Genève

«Je ne suis pas un meurtrier»: Bernhard dénonce une erreur judiciaire dans l’affaire de la plume

07.05.2026 18h35 Jérémy Seydoux, Denis Palma

Bernhard

À 76 ans, Bernhard conteste une condamnation à 12 ans de prison et clame l’accident dans la mort de son épouse en 2016. Alors que le Tribunal fédéral doit encore se prononcer, il livre sa version des faits à Léman Bleu et à l’Illustré pour la première fois.

Dans la campagne soleuroise, Bernhard vit peut-être ses derniers jours de liberté. Sa défunte femme, Brigitte, reste omniprésente dans son quotidien: «Je ne suis pas un meurtrier. J'ai aimé ma femme Brigitte de tout mon cœur. On avait une très belle relation, harmonieuse, pleine d'amour, et jamais de la vie, j'aurais voulu faire du mal à Brigitte. J’espérais pouvoir finir mes jours avec elle.»

Dans ce dossier, aucun mobile n’est établi. Le couple est décrit comme à l’abri du besoin et très amoureux - des SMS échangés montrent notamment des allusions charnelles. Une erreur judiciaire? «J'ai fait 18 mois de prison. C’était dur, mais je l'ai accepté.

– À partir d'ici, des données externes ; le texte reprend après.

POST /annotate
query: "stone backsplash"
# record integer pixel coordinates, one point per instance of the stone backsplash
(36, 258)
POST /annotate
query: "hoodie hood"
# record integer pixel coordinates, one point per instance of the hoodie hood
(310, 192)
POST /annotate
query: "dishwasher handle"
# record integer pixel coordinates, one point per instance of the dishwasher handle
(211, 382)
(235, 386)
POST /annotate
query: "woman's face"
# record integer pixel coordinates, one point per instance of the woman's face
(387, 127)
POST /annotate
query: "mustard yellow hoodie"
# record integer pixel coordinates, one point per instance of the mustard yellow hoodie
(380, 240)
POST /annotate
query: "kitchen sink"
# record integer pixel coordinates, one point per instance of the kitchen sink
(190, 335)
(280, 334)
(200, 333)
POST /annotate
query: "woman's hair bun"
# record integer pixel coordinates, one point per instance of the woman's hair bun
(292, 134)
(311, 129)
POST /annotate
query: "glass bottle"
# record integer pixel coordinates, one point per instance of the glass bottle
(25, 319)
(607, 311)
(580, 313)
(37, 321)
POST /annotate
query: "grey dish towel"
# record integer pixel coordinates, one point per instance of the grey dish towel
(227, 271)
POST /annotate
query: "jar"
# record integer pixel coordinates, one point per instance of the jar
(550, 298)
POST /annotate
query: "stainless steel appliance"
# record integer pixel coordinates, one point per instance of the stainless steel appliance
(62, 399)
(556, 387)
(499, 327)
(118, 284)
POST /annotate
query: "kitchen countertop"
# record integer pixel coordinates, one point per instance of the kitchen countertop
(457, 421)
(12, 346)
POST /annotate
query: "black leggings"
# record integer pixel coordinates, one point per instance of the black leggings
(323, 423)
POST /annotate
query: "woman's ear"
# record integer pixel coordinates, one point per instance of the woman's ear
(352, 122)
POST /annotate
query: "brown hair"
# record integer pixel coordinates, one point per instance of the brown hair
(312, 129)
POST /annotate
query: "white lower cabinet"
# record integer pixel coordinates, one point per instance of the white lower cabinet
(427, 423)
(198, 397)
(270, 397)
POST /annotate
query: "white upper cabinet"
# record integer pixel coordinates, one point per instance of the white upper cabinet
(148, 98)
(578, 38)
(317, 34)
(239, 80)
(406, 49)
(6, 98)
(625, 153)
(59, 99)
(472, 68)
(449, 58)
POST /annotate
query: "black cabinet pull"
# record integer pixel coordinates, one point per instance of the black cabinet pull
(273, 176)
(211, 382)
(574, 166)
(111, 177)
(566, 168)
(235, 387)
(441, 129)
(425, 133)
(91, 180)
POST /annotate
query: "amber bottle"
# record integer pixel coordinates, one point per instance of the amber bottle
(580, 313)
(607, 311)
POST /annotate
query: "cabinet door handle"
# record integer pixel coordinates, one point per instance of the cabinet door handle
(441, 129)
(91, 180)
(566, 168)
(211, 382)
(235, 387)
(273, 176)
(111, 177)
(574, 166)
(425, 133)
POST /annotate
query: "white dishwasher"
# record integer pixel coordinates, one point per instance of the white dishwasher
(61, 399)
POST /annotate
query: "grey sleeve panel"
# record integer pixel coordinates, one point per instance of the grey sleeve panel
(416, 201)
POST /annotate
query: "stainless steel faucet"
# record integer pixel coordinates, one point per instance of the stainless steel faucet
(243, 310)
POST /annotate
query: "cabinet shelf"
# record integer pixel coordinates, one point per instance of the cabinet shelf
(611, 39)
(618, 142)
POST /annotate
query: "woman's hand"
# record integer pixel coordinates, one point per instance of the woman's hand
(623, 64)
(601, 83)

Mais si on me met maintenant de nouveau en prison, c'est révoltant pour moi. Parce que si j'avais tué Brigitte volontairement, j’aurais accepté cette peine. Mais ce n'est pas le cas!»

Asphyxie érotique et édredon

Que s’est-il passé cette funeste nuit de février 2016? Bernhard clame l’accident tragique, intervenu lors d’un jeu sexuel qui aurait mal tourné, l’asphyxie érotique régulièrement pratiquée par le couple. Une version accréditée par la présence d’une plume de 4,5 centimètres, probablement issue d’un édredon, dans les bronches de Brigitte. 

Cette thèse a emporté la conviction des juges d’appel, qui avaient condamné Bernard pour meurtre par négligence à 18 mois ferme de prison, cassant un premier jugement l’ayant condamné à 13 ans. 

Allers-retours judiciaires

Mais en raison d’un recours du Ministère public, Bernhard se retrouve à nouveau condamné à 12 ans de prison, à la suite d’un deuxième procès d’appel. La même cour reconnaît donc successivement deux vérités sur cette affaire. Ses aveux tardifs autour de ces pratiques sexuelles ont sans doute nourri la conviction des juges qu’il avait tué sa femme de sang-froid. Un tunnel du mensonge que le septuagénaire paie aujourd’hui. 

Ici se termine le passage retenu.